Councils in the county of Cumbria are gauging residents' views on recycling with the aim of forming a new joint municipal waste recycling strategy.

A questionnaire was sent out to 2,700 members of the council's citizens' panel – a cross-section representation of the Cumbrian public – last week, and will also be made available online.

The county council said it was seeking their residents' views to help develop a “co-ordinated approach towards recycling and minimising waste” with the districts.

Councillor Colin Nineham, chair of the council's environmental quality and safety panel, said: “This survey will map what is actually happening and what people think should happen in the future about recycling.”

Data from the survey, which closes in May, will be used by a council scrutiny panel to produce an evidence-based report, the council said. This will then move forward towards the formation of the joint recycling strategy.

Mr Nineham explained: “The strategy should have a number of benefits for the county, both environmental and economic. They include raising public awareness of recycling in Cumbria, reducing pressures on landfill sites, shaping a greener environment for future generations and creating extra jobs for local people in recycling work and businesses.”

The councils are also gathering industry views and those from other councils including Lancashire to help form the recycling strategy.

Encouraging
Council officers in Cumbria believe that action by the districts to reach current recycling targets “looks encouraging”, but have suggested that “being proactive means looking beyond recycling rates, however important this may be”.

Cumbria recycled or composted almost 13% of its household waste in 2002/03, and expects to meet its 2005/06 target of 21% as the districts' kerbside schemes are expended.

At the moment, 30% of properties in the county are offered green waste collections, while 58% of properties are offered kerbside collections of dry recyclables.

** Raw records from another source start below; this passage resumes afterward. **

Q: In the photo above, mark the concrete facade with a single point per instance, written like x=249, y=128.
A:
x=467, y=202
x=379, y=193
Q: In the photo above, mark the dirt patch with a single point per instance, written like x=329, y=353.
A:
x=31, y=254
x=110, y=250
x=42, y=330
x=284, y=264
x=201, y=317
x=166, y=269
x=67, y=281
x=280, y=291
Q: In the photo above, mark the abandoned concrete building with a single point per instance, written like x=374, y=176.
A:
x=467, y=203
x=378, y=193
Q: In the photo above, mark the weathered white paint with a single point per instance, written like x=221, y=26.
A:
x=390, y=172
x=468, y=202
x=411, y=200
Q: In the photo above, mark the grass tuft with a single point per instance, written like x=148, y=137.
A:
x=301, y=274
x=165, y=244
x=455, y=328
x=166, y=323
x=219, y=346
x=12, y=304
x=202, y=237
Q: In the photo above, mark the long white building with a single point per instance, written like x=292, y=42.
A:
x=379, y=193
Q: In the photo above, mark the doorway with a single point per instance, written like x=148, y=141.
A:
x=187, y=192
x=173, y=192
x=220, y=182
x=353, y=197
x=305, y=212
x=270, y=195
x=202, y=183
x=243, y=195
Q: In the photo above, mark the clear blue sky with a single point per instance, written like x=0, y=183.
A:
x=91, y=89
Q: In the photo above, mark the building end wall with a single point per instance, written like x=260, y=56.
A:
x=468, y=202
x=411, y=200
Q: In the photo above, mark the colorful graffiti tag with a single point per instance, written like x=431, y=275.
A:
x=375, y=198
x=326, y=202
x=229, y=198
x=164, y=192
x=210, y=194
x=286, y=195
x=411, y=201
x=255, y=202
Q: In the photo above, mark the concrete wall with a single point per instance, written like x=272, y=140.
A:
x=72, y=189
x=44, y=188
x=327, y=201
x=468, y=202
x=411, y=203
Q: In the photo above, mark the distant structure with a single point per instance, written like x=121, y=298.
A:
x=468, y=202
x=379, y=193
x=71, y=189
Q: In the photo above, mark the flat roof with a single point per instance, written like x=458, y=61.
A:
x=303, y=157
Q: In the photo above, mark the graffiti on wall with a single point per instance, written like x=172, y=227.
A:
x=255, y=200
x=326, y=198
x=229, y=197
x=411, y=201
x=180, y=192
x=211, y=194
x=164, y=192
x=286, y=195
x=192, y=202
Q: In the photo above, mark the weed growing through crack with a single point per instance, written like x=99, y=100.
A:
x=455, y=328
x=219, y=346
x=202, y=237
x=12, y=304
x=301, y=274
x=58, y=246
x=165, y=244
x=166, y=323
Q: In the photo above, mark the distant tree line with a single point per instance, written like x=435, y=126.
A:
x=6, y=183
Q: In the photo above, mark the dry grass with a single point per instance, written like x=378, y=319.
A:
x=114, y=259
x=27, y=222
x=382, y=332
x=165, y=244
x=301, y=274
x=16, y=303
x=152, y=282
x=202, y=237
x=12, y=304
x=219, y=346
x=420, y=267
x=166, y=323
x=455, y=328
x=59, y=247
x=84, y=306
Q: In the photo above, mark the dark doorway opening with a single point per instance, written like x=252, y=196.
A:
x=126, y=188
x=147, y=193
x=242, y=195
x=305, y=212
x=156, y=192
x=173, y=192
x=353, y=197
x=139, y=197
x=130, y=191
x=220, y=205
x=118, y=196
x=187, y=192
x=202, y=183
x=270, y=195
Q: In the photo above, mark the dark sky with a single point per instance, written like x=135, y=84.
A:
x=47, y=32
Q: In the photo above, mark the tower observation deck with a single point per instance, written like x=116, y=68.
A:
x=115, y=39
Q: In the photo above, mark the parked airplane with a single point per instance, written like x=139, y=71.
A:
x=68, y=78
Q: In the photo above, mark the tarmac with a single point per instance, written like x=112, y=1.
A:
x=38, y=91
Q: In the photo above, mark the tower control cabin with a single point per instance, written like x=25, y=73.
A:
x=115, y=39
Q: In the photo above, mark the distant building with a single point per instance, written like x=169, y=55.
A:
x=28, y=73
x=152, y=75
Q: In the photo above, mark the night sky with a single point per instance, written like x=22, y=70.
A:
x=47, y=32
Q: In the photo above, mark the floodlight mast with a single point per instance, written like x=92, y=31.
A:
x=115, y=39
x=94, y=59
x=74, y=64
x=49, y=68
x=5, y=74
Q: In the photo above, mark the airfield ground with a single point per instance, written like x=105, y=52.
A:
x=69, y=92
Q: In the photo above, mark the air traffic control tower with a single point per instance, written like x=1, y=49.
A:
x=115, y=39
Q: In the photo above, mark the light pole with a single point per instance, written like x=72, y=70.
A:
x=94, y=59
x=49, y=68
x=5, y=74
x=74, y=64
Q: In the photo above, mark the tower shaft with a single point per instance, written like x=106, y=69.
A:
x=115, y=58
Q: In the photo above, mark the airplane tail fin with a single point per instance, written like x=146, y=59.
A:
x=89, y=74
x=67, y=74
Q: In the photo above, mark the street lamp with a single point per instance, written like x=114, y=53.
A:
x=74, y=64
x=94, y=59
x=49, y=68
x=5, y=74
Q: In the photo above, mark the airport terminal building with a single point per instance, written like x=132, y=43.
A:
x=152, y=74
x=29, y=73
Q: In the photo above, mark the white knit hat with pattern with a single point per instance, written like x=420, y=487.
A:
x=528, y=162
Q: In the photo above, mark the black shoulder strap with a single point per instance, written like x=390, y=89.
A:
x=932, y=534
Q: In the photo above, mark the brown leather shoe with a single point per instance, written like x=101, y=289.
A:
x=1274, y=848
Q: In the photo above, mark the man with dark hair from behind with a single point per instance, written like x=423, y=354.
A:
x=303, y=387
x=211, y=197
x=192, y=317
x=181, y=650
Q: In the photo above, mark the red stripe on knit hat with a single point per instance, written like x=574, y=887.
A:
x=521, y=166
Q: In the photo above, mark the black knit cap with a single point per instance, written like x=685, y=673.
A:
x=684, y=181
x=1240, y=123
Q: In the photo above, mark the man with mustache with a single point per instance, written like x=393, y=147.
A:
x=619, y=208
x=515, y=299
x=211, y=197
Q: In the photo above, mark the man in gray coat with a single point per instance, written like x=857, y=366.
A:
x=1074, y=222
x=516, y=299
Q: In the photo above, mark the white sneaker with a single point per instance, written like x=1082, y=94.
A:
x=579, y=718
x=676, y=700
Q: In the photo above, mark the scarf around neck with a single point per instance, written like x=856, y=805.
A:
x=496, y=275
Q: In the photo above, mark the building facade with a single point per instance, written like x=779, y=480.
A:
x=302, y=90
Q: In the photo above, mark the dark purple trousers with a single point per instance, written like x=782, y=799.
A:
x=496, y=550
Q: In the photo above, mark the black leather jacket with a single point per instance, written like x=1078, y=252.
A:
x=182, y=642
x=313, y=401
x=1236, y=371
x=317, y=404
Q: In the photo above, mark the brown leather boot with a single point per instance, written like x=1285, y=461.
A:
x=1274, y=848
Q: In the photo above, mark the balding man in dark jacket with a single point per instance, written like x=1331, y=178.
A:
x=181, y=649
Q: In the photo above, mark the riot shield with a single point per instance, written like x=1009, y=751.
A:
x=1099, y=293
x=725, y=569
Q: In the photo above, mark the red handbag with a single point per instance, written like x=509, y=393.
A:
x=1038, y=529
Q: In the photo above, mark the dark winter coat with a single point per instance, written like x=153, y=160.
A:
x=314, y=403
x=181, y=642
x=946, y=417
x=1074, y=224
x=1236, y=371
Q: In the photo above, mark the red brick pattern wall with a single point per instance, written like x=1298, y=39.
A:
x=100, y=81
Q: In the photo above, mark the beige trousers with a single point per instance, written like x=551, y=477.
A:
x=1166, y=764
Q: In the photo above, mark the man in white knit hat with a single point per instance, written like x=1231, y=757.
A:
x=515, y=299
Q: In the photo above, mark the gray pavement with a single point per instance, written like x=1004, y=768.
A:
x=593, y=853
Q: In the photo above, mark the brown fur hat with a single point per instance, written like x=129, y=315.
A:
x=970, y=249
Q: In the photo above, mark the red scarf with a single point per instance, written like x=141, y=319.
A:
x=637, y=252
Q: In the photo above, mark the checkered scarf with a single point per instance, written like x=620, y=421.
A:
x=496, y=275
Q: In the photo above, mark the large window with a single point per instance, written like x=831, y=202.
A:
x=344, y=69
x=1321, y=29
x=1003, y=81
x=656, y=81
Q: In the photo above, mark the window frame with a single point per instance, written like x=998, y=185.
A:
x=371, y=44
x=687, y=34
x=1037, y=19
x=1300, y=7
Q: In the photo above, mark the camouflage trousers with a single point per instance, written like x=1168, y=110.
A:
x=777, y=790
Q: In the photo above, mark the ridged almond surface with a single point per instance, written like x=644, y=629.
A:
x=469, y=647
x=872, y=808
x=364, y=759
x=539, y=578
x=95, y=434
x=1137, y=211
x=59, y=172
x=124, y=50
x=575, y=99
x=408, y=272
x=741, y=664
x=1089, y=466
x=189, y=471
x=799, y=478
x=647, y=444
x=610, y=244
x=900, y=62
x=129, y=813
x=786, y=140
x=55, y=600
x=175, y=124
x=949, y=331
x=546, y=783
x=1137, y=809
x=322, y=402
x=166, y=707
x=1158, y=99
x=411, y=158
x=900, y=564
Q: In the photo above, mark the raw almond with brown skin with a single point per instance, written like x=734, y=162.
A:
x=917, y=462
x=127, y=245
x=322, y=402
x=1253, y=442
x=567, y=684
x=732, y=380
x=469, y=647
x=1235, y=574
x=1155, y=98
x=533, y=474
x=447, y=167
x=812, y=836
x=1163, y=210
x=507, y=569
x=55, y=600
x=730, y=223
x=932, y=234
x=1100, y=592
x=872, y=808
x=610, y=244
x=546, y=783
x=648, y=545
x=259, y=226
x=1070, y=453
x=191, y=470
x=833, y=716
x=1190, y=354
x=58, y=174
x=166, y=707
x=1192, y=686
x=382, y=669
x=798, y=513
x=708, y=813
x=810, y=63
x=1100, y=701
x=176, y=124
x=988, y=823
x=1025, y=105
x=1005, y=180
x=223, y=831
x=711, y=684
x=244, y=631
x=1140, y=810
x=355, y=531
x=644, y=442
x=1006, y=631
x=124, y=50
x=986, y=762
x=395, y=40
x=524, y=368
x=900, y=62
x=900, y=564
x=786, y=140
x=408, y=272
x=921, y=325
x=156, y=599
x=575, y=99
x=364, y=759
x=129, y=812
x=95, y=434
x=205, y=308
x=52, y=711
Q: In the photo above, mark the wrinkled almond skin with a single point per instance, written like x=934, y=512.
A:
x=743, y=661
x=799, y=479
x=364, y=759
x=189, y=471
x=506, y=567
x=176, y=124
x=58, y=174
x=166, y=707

Work on the new recycling strategy follows the approval of a joint waste management strategy in May 2003, which saw the public choosing a recycling and composting option rather than the use of incineration to divert waste from landfill.

Since the approval of the strategy, Cumbria county council has agreed to invited expressions of interest for a waste management contract. This could see a new private sector partner in place in 2005/06, and could also involve the sale of the county's Local Authority Waste Disposal Company, Cumbria Waste Management.